Starting in the mid-1960s, eutrophication caused excessive algal growth in Severn Sound and its marginal bays, particularly in Penetang Harbour. This led to the International Joint Commission identifying it as a Great Lakes Area of Concern (AOC) in 1987. The Severn Sound Remedial Action Plan (SSRAP) was developed to address problems of eutrophication, fish population and habitat degradation, and water contamination in the Severn Sound watershed.
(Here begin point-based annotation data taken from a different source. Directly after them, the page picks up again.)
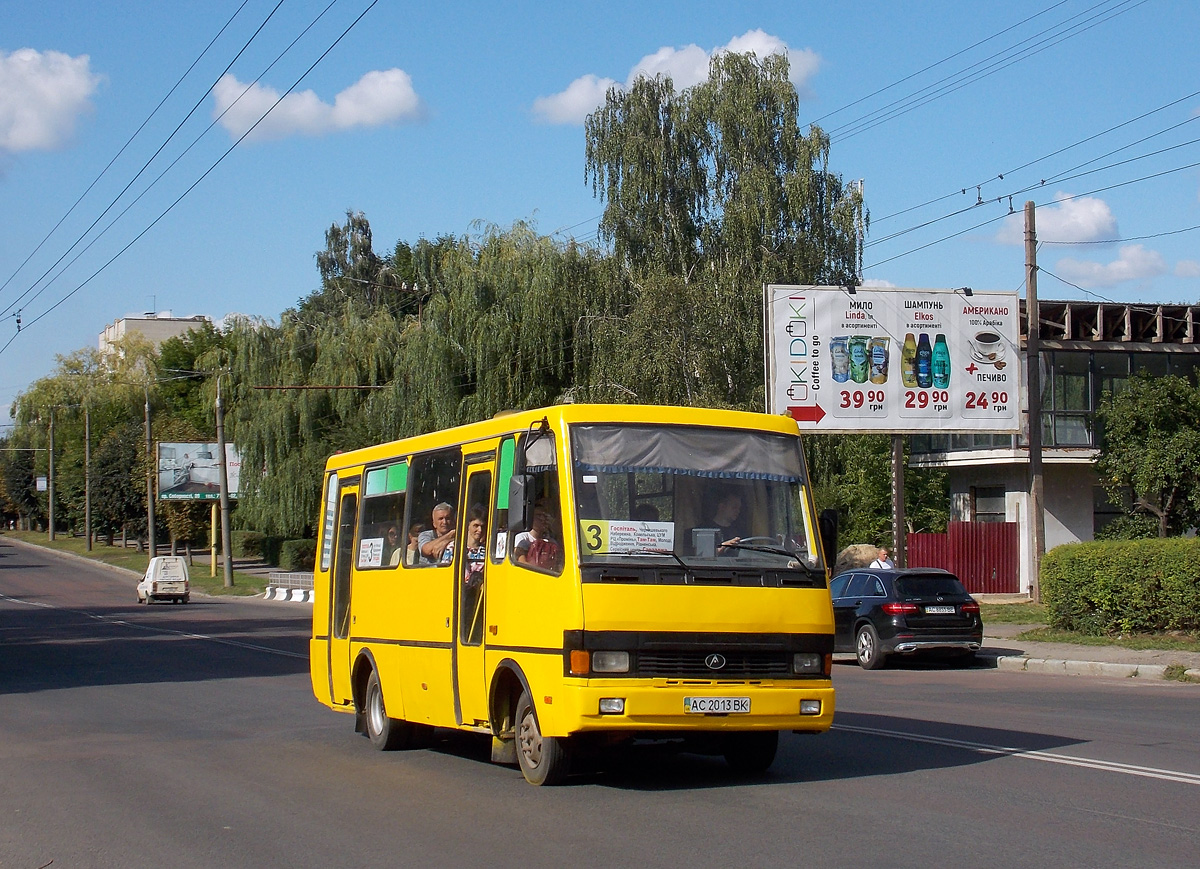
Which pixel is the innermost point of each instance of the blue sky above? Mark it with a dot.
(432, 117)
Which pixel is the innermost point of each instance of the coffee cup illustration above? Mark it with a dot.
(988, 347)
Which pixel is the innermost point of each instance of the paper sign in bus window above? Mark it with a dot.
(603, 535)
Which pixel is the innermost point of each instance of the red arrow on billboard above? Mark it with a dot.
(807, 414)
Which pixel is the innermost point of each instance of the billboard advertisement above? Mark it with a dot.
(893, 360)
(192, 472)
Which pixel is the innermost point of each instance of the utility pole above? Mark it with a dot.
(226, 545)
(49, 484)
(1033, 379)
(150, 466)
(899, 522)
(87, 474)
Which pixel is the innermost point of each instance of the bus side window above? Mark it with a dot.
(540, 545)
(432, 503)
(382, 516)
(499, 537)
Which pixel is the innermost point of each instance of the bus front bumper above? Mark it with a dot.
(615, 705)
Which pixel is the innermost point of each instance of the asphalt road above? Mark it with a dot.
(187, 736)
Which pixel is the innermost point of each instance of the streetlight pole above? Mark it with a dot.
(150, 463)
(87, 474)
(223, 475)
(49, 484)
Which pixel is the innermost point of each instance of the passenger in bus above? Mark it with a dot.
(645, 513)
(477, 545)
(391, 547)
(436, 545)
(726, 516)
(537, 546)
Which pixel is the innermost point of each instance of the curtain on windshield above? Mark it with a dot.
(694, 451)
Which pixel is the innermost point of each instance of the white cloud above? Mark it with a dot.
(581, 96)
(687, 66)
(41, 96)
(379, 97)
(1133, 263)
(1085, 219)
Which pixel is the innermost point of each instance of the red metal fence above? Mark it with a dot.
(984, 555)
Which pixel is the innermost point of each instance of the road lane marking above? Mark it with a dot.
(1031, 754)
(154, 629)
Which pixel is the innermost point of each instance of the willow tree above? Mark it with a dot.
(497, 329)
(708, 193)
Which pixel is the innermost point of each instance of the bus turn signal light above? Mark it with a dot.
(581, 663)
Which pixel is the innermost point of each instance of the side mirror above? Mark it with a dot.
(521, 496)
(828, 526)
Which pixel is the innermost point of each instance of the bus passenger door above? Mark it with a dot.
(340, 610)
(471, 679)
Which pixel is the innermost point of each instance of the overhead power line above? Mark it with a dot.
(147, 165)
(121, 150)
(205, 174)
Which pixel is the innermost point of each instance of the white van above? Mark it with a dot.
(166, 579)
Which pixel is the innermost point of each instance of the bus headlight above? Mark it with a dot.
(807, 663)
(612, 706)
(610, 661)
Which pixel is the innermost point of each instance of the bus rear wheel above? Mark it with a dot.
(751, 753)
(544, 760)
(385, 733)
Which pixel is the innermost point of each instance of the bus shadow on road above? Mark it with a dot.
(54, 648)
(859, 747)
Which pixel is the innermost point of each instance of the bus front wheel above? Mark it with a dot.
(544, 760)
(385, 733)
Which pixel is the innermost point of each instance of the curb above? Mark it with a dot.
(1069, 667)
(295, 595)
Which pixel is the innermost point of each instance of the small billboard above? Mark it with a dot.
(192, 472)
(894, 360)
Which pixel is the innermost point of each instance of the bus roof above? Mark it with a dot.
(565, 414)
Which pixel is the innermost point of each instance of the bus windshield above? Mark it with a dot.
(703, 497)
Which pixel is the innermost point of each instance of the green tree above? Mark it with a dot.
(119, 483)
(1151, 448)
(709, 193)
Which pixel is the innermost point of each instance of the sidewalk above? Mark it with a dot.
(1002, 651)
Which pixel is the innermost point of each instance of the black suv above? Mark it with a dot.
(883, 612)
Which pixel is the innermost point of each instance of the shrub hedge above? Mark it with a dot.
(298, 555)
(1123, 586)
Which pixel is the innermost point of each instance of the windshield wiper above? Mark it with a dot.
(778, 551)
(648, 552)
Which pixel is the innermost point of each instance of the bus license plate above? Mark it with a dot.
(718, 706)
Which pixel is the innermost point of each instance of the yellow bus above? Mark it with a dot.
(576, 575)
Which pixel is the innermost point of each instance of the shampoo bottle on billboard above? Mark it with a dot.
(924, 363)
(909, 360)
(941, 363)
(859, 364)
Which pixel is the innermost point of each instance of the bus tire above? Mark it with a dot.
(385, 733)
(544, 760)
(751, 753)
(867, 648)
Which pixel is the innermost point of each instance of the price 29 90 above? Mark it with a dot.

Significant reductions in phosphorus levels and algal growth in Severn Sound occurred in the 1990s. Implementation of the SSRAP resulted in reduction in phosphorus from runoff from farms and upgraded sewage treatment plants and septic systems, but the proliferation of invasive zebra and quagga mussels at the same time may also have contributed to the improvements in water quality of the Sound. Other achievements of the SSRAP included the rehabilitation of 411 ha of wetlands; the planting of vegetation buffers along watercourses to reduce erosion; and the reintroduction of trumpeter swans to Wye Marsh, aided by the banning of lead shot, and the remediation of marsh sediment to keep existing lead shot pellets out of reach of the swans. Following these efforts, Severn Sound was delisted as an AOC in 2003.

The community-based Severn Sound Environmental Association was established in 1997 to support the completion of the SSRAP, and to sustain the continued environmental protection of the Sound and its immediate watershed after its delisting as an Area of Concern. As of 2026, it is a Joint Municipal Service Board supported by the municipalities of Midland, Oro-Medonte, Penetanguishene, Severn, Springwater, Tay and Tiny. It is also the Source Protection Authority for the Severn Sound area.